Date of news: 2 July 2018

Rayyan TutunjiWhat's your name, nationality, current function, and department?
My name is Rayyan, I’m a PhD student from Lebanon in the Cognitive Affective Neuroscience Lab which is in the CNS department. I work at the Trigon.

What is the topic of your PhD project and what does your work look like in practice?
The work I do as part of my project is focused on stress. The main idea is to link the stress response in the brain to stress reactivity in day-to-day life using fMRI and ambulatory assessment with our subjects. This means our subjects get an fMRI scan after stress induction, and then wear a smartwatch and fill in surveys for a period of 1 week. This is done twice: once in a stressful week, and then again during a more relaxed week.

What has your career path been so far and how did you come to your current position?
During my MSc I was part of a project investigating stress, reward, and dopamine in patients with Schizophrenia. I then moved back to Lebanon since I got deported (not really, my permit just expired). During my time there, I joined the American University of Beirut where I worked on setting up a DTI study with infants with ASD. This study involved pre-post therapy scans of this group. I additionally worked on a couple more projects focused and development, and set up the first fMRI study in the country. It was a lot of work considering there was no one else who knew what was going on. I was a fresh graduate, but somehow still the most qualified (which is not to say I was qualified at all though). I knew if I wanted a career in science I’d have to go somewhere where I can learn, and that was how I ended up here.

What aspect of your job do you excel at?
I think I’m extremely efficient at organizing things, and I rather enjoy it. This asset comes in handy when you’re dealing with a project that has so much multi-modal data coming in. Otherwise you’d drown in a sea of data.

What aspect of your job is or has been a challenge for you?
Sippin on that Anxie-tea.

Who inspires you the most and why?
I’d say my mother is a big inspiration for me. She inspired me to work hard for what I want, and not to give up. She went from a high school teacher to someone who is now running three different schools that teach and integrate Syrian refugee children back home. She managed to build a career while raising three (awesome) kids, and studying for her masters at the time.

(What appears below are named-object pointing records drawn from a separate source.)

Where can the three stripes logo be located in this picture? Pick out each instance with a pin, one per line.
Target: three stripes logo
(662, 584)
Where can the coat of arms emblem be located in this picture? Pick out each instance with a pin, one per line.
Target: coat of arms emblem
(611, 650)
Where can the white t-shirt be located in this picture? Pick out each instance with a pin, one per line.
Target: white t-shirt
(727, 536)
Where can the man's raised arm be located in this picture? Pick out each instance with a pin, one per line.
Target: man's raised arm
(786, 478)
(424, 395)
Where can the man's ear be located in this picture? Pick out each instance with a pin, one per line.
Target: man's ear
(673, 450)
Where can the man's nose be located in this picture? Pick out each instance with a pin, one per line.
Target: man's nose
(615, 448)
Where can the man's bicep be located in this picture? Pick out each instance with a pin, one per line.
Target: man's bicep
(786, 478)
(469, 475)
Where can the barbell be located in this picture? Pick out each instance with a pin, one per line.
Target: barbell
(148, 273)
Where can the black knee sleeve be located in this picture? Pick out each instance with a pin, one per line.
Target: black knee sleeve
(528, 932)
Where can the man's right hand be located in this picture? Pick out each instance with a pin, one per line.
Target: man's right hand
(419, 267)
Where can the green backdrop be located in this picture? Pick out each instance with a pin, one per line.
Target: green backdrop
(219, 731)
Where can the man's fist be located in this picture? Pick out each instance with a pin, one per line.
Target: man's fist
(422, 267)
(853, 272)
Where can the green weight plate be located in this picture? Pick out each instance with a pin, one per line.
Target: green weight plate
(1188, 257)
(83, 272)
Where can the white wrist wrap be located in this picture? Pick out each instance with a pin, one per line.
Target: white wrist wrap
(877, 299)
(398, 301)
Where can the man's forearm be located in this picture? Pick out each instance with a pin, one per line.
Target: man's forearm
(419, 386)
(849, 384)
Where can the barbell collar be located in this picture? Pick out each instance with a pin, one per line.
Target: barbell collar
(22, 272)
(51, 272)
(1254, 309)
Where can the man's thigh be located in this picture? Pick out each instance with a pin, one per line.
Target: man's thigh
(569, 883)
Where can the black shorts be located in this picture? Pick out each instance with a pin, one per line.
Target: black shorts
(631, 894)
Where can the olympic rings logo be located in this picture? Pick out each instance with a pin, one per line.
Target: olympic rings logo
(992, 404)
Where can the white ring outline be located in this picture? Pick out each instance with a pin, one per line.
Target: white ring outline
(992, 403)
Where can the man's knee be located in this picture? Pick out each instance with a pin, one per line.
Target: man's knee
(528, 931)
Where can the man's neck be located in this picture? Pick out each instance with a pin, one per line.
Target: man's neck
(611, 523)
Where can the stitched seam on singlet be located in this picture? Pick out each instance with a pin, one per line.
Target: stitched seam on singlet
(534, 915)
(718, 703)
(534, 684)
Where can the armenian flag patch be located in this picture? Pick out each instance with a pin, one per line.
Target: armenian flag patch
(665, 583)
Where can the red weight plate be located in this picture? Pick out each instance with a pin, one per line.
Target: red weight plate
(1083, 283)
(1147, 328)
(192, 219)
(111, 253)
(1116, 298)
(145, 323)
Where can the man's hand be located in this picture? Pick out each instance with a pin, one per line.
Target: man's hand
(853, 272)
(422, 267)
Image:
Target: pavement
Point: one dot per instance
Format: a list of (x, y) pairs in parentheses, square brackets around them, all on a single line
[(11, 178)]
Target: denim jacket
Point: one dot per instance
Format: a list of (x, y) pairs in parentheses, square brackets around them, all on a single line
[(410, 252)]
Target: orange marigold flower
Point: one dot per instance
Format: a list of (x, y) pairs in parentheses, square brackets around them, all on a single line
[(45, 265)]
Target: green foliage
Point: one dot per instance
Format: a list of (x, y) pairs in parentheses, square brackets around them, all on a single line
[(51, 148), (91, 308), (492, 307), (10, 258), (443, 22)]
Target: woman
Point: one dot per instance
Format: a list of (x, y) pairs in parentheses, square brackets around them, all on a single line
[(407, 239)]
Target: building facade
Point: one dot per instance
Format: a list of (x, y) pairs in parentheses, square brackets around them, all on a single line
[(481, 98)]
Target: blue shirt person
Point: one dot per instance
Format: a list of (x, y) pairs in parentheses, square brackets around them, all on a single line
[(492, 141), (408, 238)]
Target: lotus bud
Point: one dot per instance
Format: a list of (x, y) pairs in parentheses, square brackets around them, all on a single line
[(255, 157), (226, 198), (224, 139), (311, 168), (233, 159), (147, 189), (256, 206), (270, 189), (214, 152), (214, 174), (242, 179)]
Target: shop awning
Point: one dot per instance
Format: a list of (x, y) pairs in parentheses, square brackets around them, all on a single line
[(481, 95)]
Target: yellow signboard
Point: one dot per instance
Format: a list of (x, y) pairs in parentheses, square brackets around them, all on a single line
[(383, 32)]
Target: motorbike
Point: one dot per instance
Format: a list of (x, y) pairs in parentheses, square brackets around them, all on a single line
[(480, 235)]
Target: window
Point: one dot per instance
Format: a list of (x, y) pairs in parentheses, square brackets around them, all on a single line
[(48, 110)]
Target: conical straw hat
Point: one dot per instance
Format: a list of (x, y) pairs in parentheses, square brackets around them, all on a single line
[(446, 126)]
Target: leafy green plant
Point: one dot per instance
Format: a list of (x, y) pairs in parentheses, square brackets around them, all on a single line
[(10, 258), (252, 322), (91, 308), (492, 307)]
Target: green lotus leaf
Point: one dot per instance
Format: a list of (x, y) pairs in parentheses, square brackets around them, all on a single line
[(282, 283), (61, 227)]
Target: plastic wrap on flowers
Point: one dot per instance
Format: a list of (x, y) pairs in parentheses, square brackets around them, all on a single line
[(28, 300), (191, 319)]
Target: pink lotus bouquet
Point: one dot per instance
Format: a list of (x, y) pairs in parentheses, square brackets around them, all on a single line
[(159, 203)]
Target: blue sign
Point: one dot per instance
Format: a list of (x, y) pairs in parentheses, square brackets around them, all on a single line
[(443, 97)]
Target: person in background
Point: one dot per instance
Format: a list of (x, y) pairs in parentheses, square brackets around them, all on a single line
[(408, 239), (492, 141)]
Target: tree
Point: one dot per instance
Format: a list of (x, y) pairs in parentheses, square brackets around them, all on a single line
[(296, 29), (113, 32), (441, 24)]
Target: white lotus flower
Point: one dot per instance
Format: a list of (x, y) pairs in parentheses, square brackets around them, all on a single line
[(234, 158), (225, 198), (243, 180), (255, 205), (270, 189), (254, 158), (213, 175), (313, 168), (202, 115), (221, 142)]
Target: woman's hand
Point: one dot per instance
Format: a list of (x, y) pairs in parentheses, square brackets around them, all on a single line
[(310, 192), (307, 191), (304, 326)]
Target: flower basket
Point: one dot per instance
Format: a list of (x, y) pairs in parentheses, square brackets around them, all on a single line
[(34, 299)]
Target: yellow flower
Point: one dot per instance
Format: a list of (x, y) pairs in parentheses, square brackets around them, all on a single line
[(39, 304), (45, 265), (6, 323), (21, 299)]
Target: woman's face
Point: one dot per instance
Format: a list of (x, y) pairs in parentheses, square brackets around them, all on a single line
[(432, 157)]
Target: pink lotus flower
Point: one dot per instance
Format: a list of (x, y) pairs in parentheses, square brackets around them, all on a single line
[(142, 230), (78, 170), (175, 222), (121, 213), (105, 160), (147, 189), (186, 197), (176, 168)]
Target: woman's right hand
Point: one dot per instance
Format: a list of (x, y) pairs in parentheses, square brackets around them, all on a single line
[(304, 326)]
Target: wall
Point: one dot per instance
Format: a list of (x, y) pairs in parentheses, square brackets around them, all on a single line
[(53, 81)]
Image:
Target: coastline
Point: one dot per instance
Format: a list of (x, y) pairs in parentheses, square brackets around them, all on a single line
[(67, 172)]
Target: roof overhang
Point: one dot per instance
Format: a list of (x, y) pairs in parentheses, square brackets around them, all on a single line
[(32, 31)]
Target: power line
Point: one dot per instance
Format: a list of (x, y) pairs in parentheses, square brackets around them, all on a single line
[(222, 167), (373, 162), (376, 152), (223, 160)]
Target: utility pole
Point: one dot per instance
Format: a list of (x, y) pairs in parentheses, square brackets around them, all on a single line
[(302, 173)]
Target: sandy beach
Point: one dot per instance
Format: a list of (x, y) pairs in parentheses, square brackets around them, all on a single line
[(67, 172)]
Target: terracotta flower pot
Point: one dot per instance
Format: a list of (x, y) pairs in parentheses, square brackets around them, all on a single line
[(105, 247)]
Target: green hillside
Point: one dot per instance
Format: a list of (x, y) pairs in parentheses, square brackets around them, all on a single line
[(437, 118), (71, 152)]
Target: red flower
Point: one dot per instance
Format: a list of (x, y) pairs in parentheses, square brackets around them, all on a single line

What does your perfect weekend look like?
Pizza, beer, Netflix, and my husband.

What is your favorite book and why?
His Dark Materials Trilogy. I know its three books but they’re a series. It’s a YA book that is so much deeper than it is if you take it at face value. It poses interesting issues regarding the over-reach of religion among other topics.

What is an important life lesson you have learned in the past?
Never give up.

Do you have any handy PhD project-related tips and tricks to share?
Trello and TeamGannt. These two tools in combination have completely restructured my goals and task. I use them to keep track of the bigger picture. What’s great about it is that you can see what you have to do in the future, what you have to do right now, and what you’ve already done. I think keeping track of what you’ve accomplished and the tasks you completed is really important, because I think we all feel at some point that we haven’t done anything. If you keep what you’ve done in mind, it really helps you keep your sanity.